The United States is considering a long-term strategy that could deal more harshly with Venezuelan President Hugo Chavez, after concluding that a reasonable relationship was practically impossible, The New York Times said.
"We offered them a more pragmatic relationship, but obviously if they do not want it, we can move to a more confrontational approach," a high-ranking Republican congressional aide who works on Latin America policy told the daily.
US officials said a multiagency task force has been developing a new approach that top-level policy makers said would likely adopt a harder line towards Venezuela, which is a major oil producer.
Measures under consideration include increasing US support to anti-Chavez groups in Venezuela and to urge Venezuela's neighbors to distance themselves from Chavez, who next year could be reelected to another six-year term in office.
Golly, pragmatism like this?
The U.S. government knew of a plot to oust Venezuela's leftist president, Hugo Chávez, in the weeks before a 2002 military coup that briefly unseated him, newly released CIA documents show, despite White House claims to the contrary a week after the coup.
Yet the United States, which depends on Venezuela for nearly one-sixth of its oil, never warned Chávez, Venezuelan officials said.
The Bush administration has denied it was involved in the coup or knew one was being planned.
"This is substantive evidence that the CIA knew in advance about the coup, and it is clear that this intelligence was distributed to dozens of members of the Bush administration, giving them knowledge of coup plotting," said Peter Kornbluh, a senior analyst at the National Security Archive in Washington, D.C.
However, he said that while the documents show U.S. officials knew a coup was coming, perhaps implying tacit approval, they do not constitute definitive proof the U.S. was involved in ousting Chávez.

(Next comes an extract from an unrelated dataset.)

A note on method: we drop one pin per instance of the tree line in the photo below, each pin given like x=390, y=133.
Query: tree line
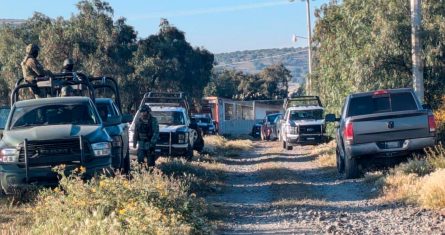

The Bush administration and Chávez, a fiery former paratrooper, have clashed repeatedly, with Chávez accusing the United States of backing the coup against him.
The documents were obtained through Freedom of Information Act requests submitted by Eva Golinger, a Long Island attorney and pro-Chávez activist who also is investigating U.S. funding of groups opposed to him.
Chávez was arrested and overthrown April 12, 2002, after military dissidents blamed him for violence at an opposition protest march that left 19 people dead and 300 wounded. He was returned to power two days later.
But the April 6, 2002, CIA document states that "dissident military factions, including some disgruntled senior officers and a group of radical junior officers, are stepping up efforts to organize a coup against President Chávez, possibly as early as this month."
And if somebody doesn't think that the Bush Administration's fingerprints were all over this coup they are living in fantasy land.